View Full Version : Shelters vs Bugs...

02-14-2003, 15:07
I have been planning to use both a tent and shelters along the trail. Up 'till now I didn't even think about bug issues.

With a tent this is not an issue, but when staying in shelters, I have to assume they can become quite annoying. Seems like a waste to bring along some sort of bug net that I don't need when using the tent. Maybe I should just switch to a tarp err... I mean Hammock.:)

Assuming a NB trip, when will we begin to run into annoying bugs (biting flies and mosquitos)? I wouldn't think until mid-to-late May. But June, July and August are probably going to suck.

02-14-2003, 15:11
Bugs became an issue for me as I approached Shenandoah national Park just before memorial Day weekend. Little gnats with an uncanny ability to land IN your eyes. Mosquitoes reared their ugly head in PA and were worst in MA in late June. hankfully the black flies were gone (for the most part) by the time I reached the White Mountains in Mid-July.

02-14-2003, 15:16
Thanks. When did you leave springer?

02-14-2003, 15:21
Started March 7 2000 at Springer. Finished August 21 2000 on Special K.

The bug situation will vary based upon the amount of precipitation. So.... your experience could be different than mine.

02-14-2003, 16:07
Spring 2001 had a warm spell. The biting bugs were out in NC. Ran into some serious biting gnat type bugs just before we got to Fontana. Weather cooled down and they seemed to go away. So as TNJED says... depends on the year.

Papa Bear
02-14-2003, 21:17
A head net, which weighs nothing, should be a must. It saved my butt hiking in July in the Whites (S. and N. Kinsman) and in April in Massachusetts (I was sectioning around for about 3 months last year).

For sleeping in a shelter I used it once but it was too hot. I should have got out and pitched the tent.

Black fles are the worst and that's when I needed the head net.

Look into a bug bivy for sleeping. I was trying to sleep in a 30 degree bag and a head net and it was like 70 degrees so I almost suffocated.


Sleepy the Arab
02-14-2003, 21:53
I could deal with the little biting gnats that appeared around the Bryant Ridge Shelter area in Virginia. The mosquitoes I encountered in Connecticut though were the worst.

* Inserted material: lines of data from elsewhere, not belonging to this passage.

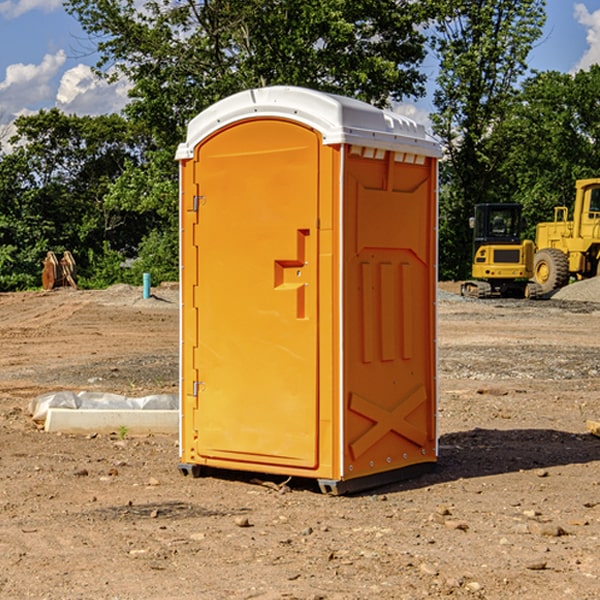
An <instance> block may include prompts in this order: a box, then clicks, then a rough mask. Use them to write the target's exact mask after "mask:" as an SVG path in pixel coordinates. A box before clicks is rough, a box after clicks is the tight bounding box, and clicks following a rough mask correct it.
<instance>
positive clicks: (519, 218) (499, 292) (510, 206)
mask: <svg viewBox="0 0 600 600" xmlns="http://www.w3.org/2000/svg"><path fill="white" fill-rule="evenodd" d="M470 225H471V227H472V228H473V234H474V235H473V265H472V277H473V279H472V280H469V281H465V282H464V283H463V284H462V286H461V294H462V295H463V296H470V297H474V298H491V297H497V296H501V297H512V298H536V297H538V296H539V295H540V294H541V289H540V286H538V285H537V284H536V283H535V282H531V281H529V280H530V279H531V278H532V277H533V258H534V244H533V242H532V241H531V240H521V229H522V219H521V205H520V204H477V205H476V206H475V216H474V217H472V218H471V219H470Z"/></svg>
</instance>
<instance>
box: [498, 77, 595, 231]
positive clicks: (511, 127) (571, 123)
mask: <svg viewBox="0 0 600 600" xmlns="http://www.w3.org/2000/svg"><path fill="white" fill-rule="evenodd" d="M599 96H600V66H599V65H593V66H592V67H591V68H590V69H589V71H578V72H577V73H576V74H574V75H573V74H567V73H558V72H556V71H548V72H543V73H537V74H535V75H534V76H532V77H530V78H529V79H527V80H526V81H525V82H524V83H523V86H522V90H521V92H520V93H519V95H518V97H517V102H515V103H514V105H513V108H512V110H511V112H510V114H508V115H507V117H506V118H505V119H504V120H503V121H502V123H501V124H499V126H498V127H497V128H496V129H495V136H494V145H495V149H494V151H495V152H496V153H500V152H502V155H503V157H504V158H503V161H502V163H501V165H500V166H499V169H498V171H499V175H500V177H501V179H502V181H503V187H504V191H503V195H505V196H506V197H512V199H513V200H514V201H516V202H520V203H521V204H523V206H524V214H525V216H526V218H527V222H528V224H529V227H528V231H527V236H528V237H530V238H532V239H533V238H534V236H535V224H536V223H538V222H540V221H548V220H552V219H553V208H554V207H555V206H568V207H571V205H572V202H573V199H574V196H575V180H576V179H585V178H588V177H598V176H600V171H599V169H598V165H600V106H599V105H598V101H597V99H598V97H599Z"/></svg>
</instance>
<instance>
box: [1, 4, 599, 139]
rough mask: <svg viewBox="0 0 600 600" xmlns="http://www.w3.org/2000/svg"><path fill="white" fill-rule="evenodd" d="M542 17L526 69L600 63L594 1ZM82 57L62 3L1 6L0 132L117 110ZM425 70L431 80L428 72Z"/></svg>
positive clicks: (86, 41) (69, 20)
mask: <svg viewBox="0 0 600 600" xmlns="http://www.w3.org/2000/svg"><path fill="white" fill-rule="evenodd" d="M547 14H548V19H547V24H546V28H545V35H544V38H543V39H542V40H540V42H539V43H538V45H537V46H536V48H535V49H534V50H533V52H532V53H531V55H530V66H531V68H533V69H537V70H550V69H551V70H557V71H562V72H572V71H575V70H577V69H579V68H587V67H589V65H590V64H592V63H596V62H598V63H600V0H547ZM89 50H90V46H89V43H88V42H87V41H86V37H85V35H84V34H83V32H82V31H81V28H80V27H79V24H78V23H77V21H76V20H75V19H74V18H73V17H71V16H70V15H68V14H67V13H66V12H65V11H64V9H63V8H62V2H61V0H0V124H6V123H9V122H10V121H12V120H13V119H14V117H15V116H16V115H19V114H26V113H28V112H34V111H37V110H38V109H40V108H50V107H53V106H57V107H59V108H61V109H62V110H64V111H65V112H67V113H76V114H91V115H95V114H102V113H109V112H113V111H118V110H119V109H120V108H122V106H123V105H124V103H125V102H126V93H127V84H126V82H121V83H120V84H115V85H112V86H108V85H106V84H104V83H102V82H98V81H97V80H95V78H93V77H92V76H91V73H90V70H89V67H90V65H92V64H93V63H94V62H95V57H94V56H93V55H90V53H89ZM424 68H425V70H426V72H429V74H430V75H431V79H433V77H434V71H435V66H434V65H433V64H429V65H428V64H427V63H426V64H425V65H424ZM430 87H431V86H430ZM403 108H407V109H408V110H407V111H406V112H407V113H410V112H412V113H413V115H414V116H415V118H416V119H417V120H420V117H421V118H423V117H424V115H426V113H427V111H428V110H431V108H432V107H431V101H430V99H428V98H426V99H424V100H422V101H420V102H419V103H418V104H417V106H416V108H413V109H412V110H411V108H410V107H403ZM403 112H404V111H403ZM0 137H1V136H0Z"/></svg>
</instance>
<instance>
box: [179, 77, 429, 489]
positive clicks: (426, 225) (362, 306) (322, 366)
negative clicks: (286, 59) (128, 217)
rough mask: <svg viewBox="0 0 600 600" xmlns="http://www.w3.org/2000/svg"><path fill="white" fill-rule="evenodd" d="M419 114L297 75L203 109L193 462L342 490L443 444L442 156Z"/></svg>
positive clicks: (183, 436) (187, 260)
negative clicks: (293, 84) (439, 305)
mask: <svg viewBox="0 0 600 600" xmlns="http://www.w3.org/2000/svg"><path fill="white" fill-rule="evenodd" d="M439 157H440V146H439V144H438V143H437V142H436V141H434V139H433V138H431V137H430V136H429V135H428V134H427V133H426V132H425V129H424V127H423V126H422V125H419V124H417V123H415V122H413V121H412V120H410V119H408V118H406V117H403V116H400V115H399V114H395V113H392V112H388V111H384V110H380V109H378V108H375V107H373V106H371V105H369V104H366V103H363V102H360V101H357V100H354V99H350V98H345V97H341V96H336V95H332V94H326V93H322V92H318V91H314V90H310V89H304V88H298V87H284V86H277V87H267V88H261V89H252V90H248V91H244V92H241V93H238V94H235V95H233V96H231V97H229V98H226V99H224V100H221V101H219V102H217V103H216V104H214V105H213V106H211V107H210V108H208V109H207V110H205V111H203V112H202V113H200V114H199V115H198V116H197V117H195V118H194V119H193V120H192V121H191V122H190V123H189V127H188V131H187V138H186V141H185V143H183V144H181V145H180V146H179V148H178V151H177V156H176V158H177V160H179V162H180V178H181V187H180V194H181V208H180V214H181V289H182V296H181V298H182V307H181V368H180V371H181V382H180V390H181V426H180V465H179V468H180V470H181V471H182V473H183V474H192V475H194V476H198V475H199V474H201V471H202V468H203V467H210V468H211V469H212V468H216V469H234V470H246V471H254V472H260V473H269V474H281V475H285V476H295V477H296V476H297V477H308V478H315V479H317V480H318V482H319V485H320V487H321V489H322V490H323V491H325V492H330V493H334V494H336V493H344V492H347V491H355V490H359V489H365V488H368V487H373V486H376V485H380V484H383V483H386V482H391V481H394V480H397V479H399V478H402V479H403V478H405V477H407V476H410V475H413V474H415V473H416V472H418V471H421V470H423V469H426V468H427V467H431V466H432V465H433V464H434V463H435V461H436V459H437V434H436V396H437V385H436V367H437V358H436V357H437V353H436V310H435V306H436V281H437V265H436V259H437V160H438V158H439Z"/></svg>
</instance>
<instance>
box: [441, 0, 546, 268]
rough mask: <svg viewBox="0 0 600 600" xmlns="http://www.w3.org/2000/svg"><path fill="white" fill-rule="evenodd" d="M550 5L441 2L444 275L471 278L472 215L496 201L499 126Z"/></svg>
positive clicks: (512, 104) (513, 102)
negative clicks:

I couldn't even eat my dinner at Skagti....Schagatico....er, those tentsites about 8 miles south of Kent. Pine Swamp Shelter was also brutal, but should be avaoided just because of the ripe, swamp-brewed water there.

02-16-2003, 15:54
We started March 5th, 2002. I remember bugs becoming a REAL issue as we hit the PA area...and they were out in full force and BRUTAL by New York. The little gnat things never bothered us as much as the mosquitos, but boy did those mosquitos suck. We were covered in bites, everywhere. We bought 100% deet spray and applied it to everything, and that seemed to be a pretty good deterrent while we were moving, but after mid-May, we didn't stay in shelters anymore, we camped in tents the entire remainder of the trip.

The bugs were more horrible than I could have imagined them being...they literally swarmed around some water areas and I remember them being particularly terrible in the field at the Franciscan friar place; Greymoor. I remember reading all this on trailplace before we left and thinking "yeah, but how bad can they be, really?" They are bad. REALLY. Our friends who were tarping bought those Bug-bivy things that don't have a floor but go over your head, leaving your body free; and said "they work, to a degree; but nothing works like a tent." :D

02-16-2003, 20:25
The guy at the backpackers store had some spray with "permethrin" in it. However, he said it was brutal stuff and warned strongly that you cannot let it get on your skin. It was for clothing only, but works at keeping the bugs off, especially when used with deet. Any experience with this or other sprays or laundry addatives?